I've homeschooled in both Georgia and Florida. In Florida all you have to do is send a letter of intent to homeschool and once a year the child has to be tested by a certified teacher or developmental specialist. In Georgia you file your letter of intent and all you have to do is send in a monthly attendance report.


----------



## Sonshine (Jul 27, 2007)

One thing I would suggest, no matter where you homeschool is to become a member of the homeschool legal defense. It's not that expensive and it's good to have an attorney on hand that is familiar with the laws in your state.


----------



## Mme_Pickles (Nov 15, 2011)

Not sure about California stuff but the HSLDA website is a great one for state-specific info! HSLDA: Homeschooling Advocates since 1983 
We live in MO and really don't have to do anything. But we have homeschooled in both MD and OH, which each require different things. In MD, we had to be part of an umbrella group or a private school. We had assessments due at the end of each school year. In OH, we had to declare in writing to the local school that we intended to homeschool and give some kind of account of what we intended to do that year and also the materials we planned on using. At the end of the year, we could either do the state testing or do an assessment with a certified teacher. We always chose the latter as we could then sit with this person and chat about the kids' improvements, gain some ideas for how to handle different learning challenges and such. We made up portfolios basically showing their progress through the year. Even though MO requires none of that, we still put together portfolios and I've been tracking grades as my kiddos are getting older. (5th, 6th, and 7th grades!) 
Sorry that was a bit long! Hope it helps some. And the best to you as you consider homeschooling!


----------



## Loriann1971 (Sep 1, 2005)

I think that is the way we will do it. At first, sorting through all the options seemed overwhelming, but now that I have read a bit more, it seems pretty simple to declare yourself a private school.


----------



## Loriann1971 (Sep 1, 2005)

Thank you all for your suggestions! I spent ten years teaching elementary school, before I had kids, so I am looking forward to the teaching part. I just had no clue how to get it all started.
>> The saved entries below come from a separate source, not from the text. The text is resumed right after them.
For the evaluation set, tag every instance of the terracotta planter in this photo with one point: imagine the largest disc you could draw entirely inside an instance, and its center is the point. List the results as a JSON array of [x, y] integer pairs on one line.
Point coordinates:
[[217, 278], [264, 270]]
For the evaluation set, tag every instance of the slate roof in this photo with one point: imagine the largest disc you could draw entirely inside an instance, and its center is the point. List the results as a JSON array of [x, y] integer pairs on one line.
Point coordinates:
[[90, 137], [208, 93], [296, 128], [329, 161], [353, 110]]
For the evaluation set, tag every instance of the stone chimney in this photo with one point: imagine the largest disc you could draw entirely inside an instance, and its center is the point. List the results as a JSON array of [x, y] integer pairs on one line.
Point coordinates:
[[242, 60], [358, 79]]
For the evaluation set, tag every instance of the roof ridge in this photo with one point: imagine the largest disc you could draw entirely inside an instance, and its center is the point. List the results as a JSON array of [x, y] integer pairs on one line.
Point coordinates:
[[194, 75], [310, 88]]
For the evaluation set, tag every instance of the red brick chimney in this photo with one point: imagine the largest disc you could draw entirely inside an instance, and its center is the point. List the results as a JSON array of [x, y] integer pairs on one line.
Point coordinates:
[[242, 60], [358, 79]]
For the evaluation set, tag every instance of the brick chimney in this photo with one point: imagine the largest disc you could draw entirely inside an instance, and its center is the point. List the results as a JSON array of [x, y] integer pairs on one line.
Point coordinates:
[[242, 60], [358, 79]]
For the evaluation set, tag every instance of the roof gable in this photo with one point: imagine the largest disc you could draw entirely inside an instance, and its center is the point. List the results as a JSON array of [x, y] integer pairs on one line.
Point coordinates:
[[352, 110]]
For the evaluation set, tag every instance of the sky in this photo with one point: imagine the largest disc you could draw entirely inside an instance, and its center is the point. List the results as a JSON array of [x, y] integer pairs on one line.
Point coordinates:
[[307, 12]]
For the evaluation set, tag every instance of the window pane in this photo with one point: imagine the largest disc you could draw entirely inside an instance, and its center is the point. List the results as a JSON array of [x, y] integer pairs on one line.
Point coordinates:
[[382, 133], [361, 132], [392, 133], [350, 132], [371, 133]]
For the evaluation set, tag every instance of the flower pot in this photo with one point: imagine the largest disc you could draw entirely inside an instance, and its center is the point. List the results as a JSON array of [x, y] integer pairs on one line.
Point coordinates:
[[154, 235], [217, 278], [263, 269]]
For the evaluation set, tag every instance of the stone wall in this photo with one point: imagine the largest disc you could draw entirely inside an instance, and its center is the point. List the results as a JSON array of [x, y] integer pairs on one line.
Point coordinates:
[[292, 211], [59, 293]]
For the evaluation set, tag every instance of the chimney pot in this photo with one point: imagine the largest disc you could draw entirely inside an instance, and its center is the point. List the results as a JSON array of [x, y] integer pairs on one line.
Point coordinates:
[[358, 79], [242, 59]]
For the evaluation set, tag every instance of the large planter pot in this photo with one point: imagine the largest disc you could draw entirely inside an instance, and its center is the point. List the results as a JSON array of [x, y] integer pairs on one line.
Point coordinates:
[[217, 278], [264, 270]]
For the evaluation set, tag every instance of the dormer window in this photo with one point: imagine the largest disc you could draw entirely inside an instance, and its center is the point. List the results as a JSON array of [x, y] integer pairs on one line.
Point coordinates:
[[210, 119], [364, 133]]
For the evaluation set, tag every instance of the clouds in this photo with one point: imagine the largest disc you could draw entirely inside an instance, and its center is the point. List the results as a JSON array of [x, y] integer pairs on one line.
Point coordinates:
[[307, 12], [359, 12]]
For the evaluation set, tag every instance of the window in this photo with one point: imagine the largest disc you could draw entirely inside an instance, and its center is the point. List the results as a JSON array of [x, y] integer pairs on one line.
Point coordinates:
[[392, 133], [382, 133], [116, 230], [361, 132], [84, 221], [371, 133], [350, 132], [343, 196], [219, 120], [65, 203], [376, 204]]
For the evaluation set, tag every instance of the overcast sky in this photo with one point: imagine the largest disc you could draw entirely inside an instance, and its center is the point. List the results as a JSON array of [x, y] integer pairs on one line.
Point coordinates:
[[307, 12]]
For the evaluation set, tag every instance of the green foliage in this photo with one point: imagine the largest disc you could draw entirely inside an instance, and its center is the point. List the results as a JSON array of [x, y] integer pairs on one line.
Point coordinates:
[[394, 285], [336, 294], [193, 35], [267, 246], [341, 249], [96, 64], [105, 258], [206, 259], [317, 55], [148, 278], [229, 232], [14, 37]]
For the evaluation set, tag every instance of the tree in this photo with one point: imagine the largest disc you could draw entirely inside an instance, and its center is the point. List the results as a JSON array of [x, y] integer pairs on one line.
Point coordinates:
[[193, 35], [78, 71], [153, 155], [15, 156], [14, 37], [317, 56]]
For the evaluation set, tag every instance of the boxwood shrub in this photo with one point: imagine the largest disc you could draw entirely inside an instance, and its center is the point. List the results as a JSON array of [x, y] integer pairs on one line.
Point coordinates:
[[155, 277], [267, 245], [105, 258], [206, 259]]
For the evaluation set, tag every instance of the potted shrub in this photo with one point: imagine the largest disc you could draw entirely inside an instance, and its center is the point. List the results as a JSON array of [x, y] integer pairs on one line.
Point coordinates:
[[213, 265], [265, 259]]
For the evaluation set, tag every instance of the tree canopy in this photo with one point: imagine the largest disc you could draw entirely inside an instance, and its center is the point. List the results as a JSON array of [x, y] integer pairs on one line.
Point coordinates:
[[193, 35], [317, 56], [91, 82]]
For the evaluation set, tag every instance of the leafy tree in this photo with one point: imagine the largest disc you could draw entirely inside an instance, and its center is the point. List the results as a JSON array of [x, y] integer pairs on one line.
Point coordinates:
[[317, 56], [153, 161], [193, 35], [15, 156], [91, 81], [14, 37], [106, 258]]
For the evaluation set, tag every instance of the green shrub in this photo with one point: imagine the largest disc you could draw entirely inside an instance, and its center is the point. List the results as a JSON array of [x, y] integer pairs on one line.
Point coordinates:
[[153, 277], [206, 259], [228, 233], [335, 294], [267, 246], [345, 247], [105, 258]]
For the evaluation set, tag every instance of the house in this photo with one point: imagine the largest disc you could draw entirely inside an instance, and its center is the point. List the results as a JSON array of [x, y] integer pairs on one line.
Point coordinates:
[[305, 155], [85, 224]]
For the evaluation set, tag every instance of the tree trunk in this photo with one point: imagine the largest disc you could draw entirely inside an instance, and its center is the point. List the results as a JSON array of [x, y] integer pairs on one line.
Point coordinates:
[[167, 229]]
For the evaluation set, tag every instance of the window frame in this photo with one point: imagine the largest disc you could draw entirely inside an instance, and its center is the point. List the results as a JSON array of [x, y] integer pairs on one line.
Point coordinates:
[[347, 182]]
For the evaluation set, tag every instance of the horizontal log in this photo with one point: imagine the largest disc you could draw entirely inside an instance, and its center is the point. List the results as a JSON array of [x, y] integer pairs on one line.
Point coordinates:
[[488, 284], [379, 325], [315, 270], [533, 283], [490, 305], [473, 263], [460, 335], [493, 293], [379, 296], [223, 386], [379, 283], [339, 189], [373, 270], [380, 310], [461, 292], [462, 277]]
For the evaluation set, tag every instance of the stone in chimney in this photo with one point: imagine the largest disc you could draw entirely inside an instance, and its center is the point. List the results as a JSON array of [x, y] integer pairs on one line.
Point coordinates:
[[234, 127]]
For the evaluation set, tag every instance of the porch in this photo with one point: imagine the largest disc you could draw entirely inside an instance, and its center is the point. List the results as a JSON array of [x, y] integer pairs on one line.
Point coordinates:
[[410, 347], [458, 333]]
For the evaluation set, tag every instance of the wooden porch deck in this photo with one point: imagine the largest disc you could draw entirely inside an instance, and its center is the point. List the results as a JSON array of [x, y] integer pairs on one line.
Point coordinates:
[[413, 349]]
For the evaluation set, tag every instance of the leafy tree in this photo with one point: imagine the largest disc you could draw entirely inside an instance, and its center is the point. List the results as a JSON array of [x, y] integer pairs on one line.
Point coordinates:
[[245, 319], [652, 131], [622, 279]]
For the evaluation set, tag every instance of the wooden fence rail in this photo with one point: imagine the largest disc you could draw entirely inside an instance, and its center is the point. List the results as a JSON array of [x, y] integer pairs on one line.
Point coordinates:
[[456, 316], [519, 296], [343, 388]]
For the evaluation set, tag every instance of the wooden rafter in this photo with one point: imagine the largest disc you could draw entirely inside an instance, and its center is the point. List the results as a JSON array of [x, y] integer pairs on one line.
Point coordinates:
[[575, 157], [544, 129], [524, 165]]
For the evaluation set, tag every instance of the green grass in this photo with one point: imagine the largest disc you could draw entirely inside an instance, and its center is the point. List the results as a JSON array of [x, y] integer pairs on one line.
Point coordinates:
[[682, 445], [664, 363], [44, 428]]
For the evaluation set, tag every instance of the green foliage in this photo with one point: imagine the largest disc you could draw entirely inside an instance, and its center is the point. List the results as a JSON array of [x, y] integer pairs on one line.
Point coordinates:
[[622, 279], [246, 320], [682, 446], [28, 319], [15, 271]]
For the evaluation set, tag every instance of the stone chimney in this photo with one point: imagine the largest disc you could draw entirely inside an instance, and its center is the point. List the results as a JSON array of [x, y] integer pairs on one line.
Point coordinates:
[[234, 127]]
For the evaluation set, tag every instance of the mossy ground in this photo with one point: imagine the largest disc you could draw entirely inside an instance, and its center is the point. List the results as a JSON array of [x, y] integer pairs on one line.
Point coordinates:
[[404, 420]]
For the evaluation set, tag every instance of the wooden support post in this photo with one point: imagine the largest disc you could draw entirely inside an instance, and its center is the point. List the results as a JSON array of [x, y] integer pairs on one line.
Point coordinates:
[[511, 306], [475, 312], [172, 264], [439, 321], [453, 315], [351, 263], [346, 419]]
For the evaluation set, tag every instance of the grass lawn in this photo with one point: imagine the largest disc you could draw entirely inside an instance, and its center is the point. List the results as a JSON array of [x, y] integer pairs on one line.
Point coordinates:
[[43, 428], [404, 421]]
My daughter will be turning 8 in September and starting 3rd grade. I also have two boys, ages 3 and 4, so I will probably have lots of questions about educating 3 different ages at the same time.


----------



## foaly (Jan 14, 2008)

I agree with what others have said here. Join HSLDA. All states' hs-ing laws are on their web sites. It's a fabulous $10 a month investment.

HSLDA: Homeschooling Advocates since 1983


----------